Create a named query

  1. Log in to the Greengage DB master host as gpadmin.

  2. Go to the $PXF_BASE/servers/postgres-server JDBC server configuration directory and create a text file named order_report.sql having the following content:

    SELECT
        c.name,
        c.city,
        SUM(o.amount) AS total,
        EXTRACT(MONTH FROM o.order_date) AS order_month
    FROM
        customers c
    JOIN
        orders o ON c.id = o.customer_id
    GROUP BY
        c.name, c.city, EXTRACT(MONTH FROM o.order_date)
    ORDER BY
        c.city, total;

    This query retrieves customer names and their cities with the total amount of all orders placed by each customer in a specific month. The data is aggregated per customer and order month, providing a monthly summary of order totals for each customer. The results are then sorted first by city and then by the total order amount.

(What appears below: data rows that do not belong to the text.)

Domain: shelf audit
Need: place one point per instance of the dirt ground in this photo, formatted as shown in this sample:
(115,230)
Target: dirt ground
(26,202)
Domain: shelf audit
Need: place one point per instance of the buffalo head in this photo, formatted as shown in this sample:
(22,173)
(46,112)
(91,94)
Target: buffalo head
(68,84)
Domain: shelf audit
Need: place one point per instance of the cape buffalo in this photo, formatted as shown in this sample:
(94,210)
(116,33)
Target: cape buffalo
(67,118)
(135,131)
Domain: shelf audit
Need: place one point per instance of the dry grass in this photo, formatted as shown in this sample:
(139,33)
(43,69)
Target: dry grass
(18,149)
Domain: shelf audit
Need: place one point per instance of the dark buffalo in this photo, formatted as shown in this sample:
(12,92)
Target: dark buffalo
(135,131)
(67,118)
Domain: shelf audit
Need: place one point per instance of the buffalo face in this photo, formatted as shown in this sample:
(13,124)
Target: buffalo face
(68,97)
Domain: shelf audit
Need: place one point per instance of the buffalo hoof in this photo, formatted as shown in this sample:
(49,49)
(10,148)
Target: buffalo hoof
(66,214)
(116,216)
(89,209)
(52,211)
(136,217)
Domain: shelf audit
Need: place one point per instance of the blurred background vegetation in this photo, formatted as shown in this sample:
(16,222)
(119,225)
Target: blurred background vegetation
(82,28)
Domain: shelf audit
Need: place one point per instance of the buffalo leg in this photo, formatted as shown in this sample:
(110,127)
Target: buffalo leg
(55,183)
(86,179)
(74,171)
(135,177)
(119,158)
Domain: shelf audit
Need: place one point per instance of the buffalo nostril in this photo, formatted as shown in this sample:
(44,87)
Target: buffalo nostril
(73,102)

  3. Synchronize the PXF server configuration to the Greengage DB cluster:

    $ pxf cluster sync
  4. Create a readable PXF external table that references the created query file. In the LOCATION clause, specify the query name (order_report), the profile used (jdbc), and the remote PostgreSQL server (postgres-server). The PARTITION_BY clause is used for dividing the data into partitions based on the order_month column, with an interval of three months per partition. In the FORMAT clause, specify pxfwritable_import, which is the built-in custom formatter function for read operations:

    CREATE EXTERNAL TABLE pxf_query_order_report (
            name text,
            city text,
            total int,
            order_month int
        )
        LOCATION ('pxf://query:order_report?PROFILE=jdbc&SERVER=postgres-server&PARTITION_BY=order_month:int&RANGE=1:12&INTERVAL=3')
        FORMAT 'CUSTOM' (FORMATTER='pxfwritable_import');
  5. Run several example queries on the created external table and view the results:

    • View all data returned by the query:

      SELECT * FROM pxf_query_order_report;

      The output should look as follows:

            name       |     city      | total | order_month
      -----------------+---------------+-------+-------------
       Henry Moore     | Dallas        |    70 |           4
       Emily Davis     | Houston       |   110 |           5
       Alice Smith     | New York      |    80 |           5
       Grace Taylor    | Philadelphia  |   135 |           6
       Frank Wilson    | Phoenix       |    95 |           4
       Isabella Garcia | Seattle       |   105 |           5
       Charlie Brown   | Chicago       |    60 |           2
       Bob Johnson     | Los Angeles   |   120 |           1
       Bob Johnson     | Los Angeles   |   150 |           3
       Alice Smith     | New York      |    75 |           1
       David Lee       | San Francisco |    85 |           3
       Charlie Brown   | Chicago       |    72 |          11
       Alice Smith     | New York      |    90 |          10
       Jack Rodriguez  | Denver        |    65 |           7
       Bob Johnson     | Los Angeles   |   140 |           9
      (15 rows)
    • View the cities with the total ordered amount exceeding 100:

      SELECT city, sum(total) FROM pxf_query_order_report
          WHERE total > 100
          GROUP BY city;

      The output should look as follows:

           city     | sum
      --------------+-----
       Philadelphia | 135
       Los Angeles  | 410
       Seattle      | 105
       Houston      | 110
      (4 rows)
    • View top 5 customers by ordered amount:

      SELECT name, SUM(total) AS total_ordered FROM pxf_query_order_report
          GROUP BY name
          ORDER BY total_ordered DESC
          LIMIT 5;

      The output should look as follows:

           name      | total_ordered
      ---------------+---------------
       Bob Johnson   |           410
       Alice Smith   |           245
       Grace Taylor  |           135
       Charlie Brown |           132
       Emily Davis   |           110
      (5 rows)
    • View total ordered amount by month:

      SELECT order_month, SUM(total) AS monthly_total FROM pxf_query_order_report
          GROUP BY order_month
          ORDER BY order_month;

      The output should look as follows:

       order_month | monthly_total
      -------------+---------------
                 1 |           195
                 2 |            60
                 3 |           235
                 4 |           165
                 5 |           295
                 6 |           135
                 7 |            65
                 9 |           140
                10 |            90
                11 |            72
      (10 rows)